The OED includes two citations from 1966, one an allusion to another political tyrant ("It was precisely on this occasion that Stalin struck the new ominous note of the cult of personality, of the Byzantine homage to the leader," wrote literary critic George Steiner), and the other an observation in the magazine The Listener: "To hint that one does not quite catch the drift of their byzantine prose . . . pierces to the heart of their intellectual pride."

Safire explains that the negative connotations of "Byzantine" originated from "the court of the emperor—usually named Constantine—[which] was marked by rivalries, duplicity, and violence, giving the word a bad name today." He may have been inspired in his remark by a proliferation of anti-Byzantium sentiment in the eighteenth and nineteenth centuries. "[The Byzantine empire's] general aspect presents a disgusting picture of imbecility; wretched, nay insane, passions stifle the growth of all that is noble in thoughts, deeds, and persons," declared Hegel in Lectures on the Philosophy of History. Even Napoleon warned against following "the example of the Byzantine Empire, which, being pressed from all sides by the barbarians, became the laughing stock of posterity because it was preoccupied with petty quarrels."

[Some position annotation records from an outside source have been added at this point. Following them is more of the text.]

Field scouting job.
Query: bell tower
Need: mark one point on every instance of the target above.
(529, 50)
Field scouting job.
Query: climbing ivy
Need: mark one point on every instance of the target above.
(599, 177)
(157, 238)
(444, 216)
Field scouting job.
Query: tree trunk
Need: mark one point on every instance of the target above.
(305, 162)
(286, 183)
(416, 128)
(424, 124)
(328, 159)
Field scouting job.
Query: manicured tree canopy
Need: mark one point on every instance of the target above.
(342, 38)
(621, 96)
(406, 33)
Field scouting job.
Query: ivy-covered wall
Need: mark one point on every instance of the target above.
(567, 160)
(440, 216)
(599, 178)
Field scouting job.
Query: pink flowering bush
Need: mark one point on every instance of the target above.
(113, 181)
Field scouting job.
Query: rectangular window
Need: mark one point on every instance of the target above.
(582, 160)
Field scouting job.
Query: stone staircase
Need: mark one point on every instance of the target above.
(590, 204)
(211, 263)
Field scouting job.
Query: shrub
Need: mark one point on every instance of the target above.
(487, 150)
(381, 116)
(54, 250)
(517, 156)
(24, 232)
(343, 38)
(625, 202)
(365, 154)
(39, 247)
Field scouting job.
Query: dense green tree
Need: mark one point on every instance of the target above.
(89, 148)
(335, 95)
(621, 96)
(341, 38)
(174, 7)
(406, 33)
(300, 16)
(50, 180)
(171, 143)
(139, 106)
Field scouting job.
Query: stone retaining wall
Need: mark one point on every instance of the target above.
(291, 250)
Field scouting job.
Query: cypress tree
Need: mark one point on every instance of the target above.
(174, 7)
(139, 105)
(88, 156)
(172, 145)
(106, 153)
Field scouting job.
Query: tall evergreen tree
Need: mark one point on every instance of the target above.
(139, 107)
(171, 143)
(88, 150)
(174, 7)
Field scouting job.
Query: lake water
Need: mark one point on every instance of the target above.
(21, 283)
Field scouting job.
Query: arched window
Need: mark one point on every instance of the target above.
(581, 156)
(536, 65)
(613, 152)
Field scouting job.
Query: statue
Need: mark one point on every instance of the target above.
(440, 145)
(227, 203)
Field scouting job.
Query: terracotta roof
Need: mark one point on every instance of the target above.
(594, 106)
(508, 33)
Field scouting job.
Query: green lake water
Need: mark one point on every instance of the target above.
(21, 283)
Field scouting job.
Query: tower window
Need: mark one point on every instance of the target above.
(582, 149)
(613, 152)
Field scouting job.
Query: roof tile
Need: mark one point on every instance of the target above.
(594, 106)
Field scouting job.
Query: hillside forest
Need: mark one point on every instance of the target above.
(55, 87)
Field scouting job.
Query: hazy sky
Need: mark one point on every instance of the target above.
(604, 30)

While there was undoubtedly intrigue in the Byzantine court—and, as in any political system, a degree of bureaucracy—interpretations of Byzantium as a place full of bad actors who never got anything done probably reflect old East-West tensions more than anything else. Nonetheless, the negative connotation seems to have stuck, an example of the power of language. Meanwhile, in Byzantium and Islam, we are shown artifacts that convey the true legacy of Byzantium: magnificence, beauty, spirituality, and cultural exchange. In this, we see the power of art.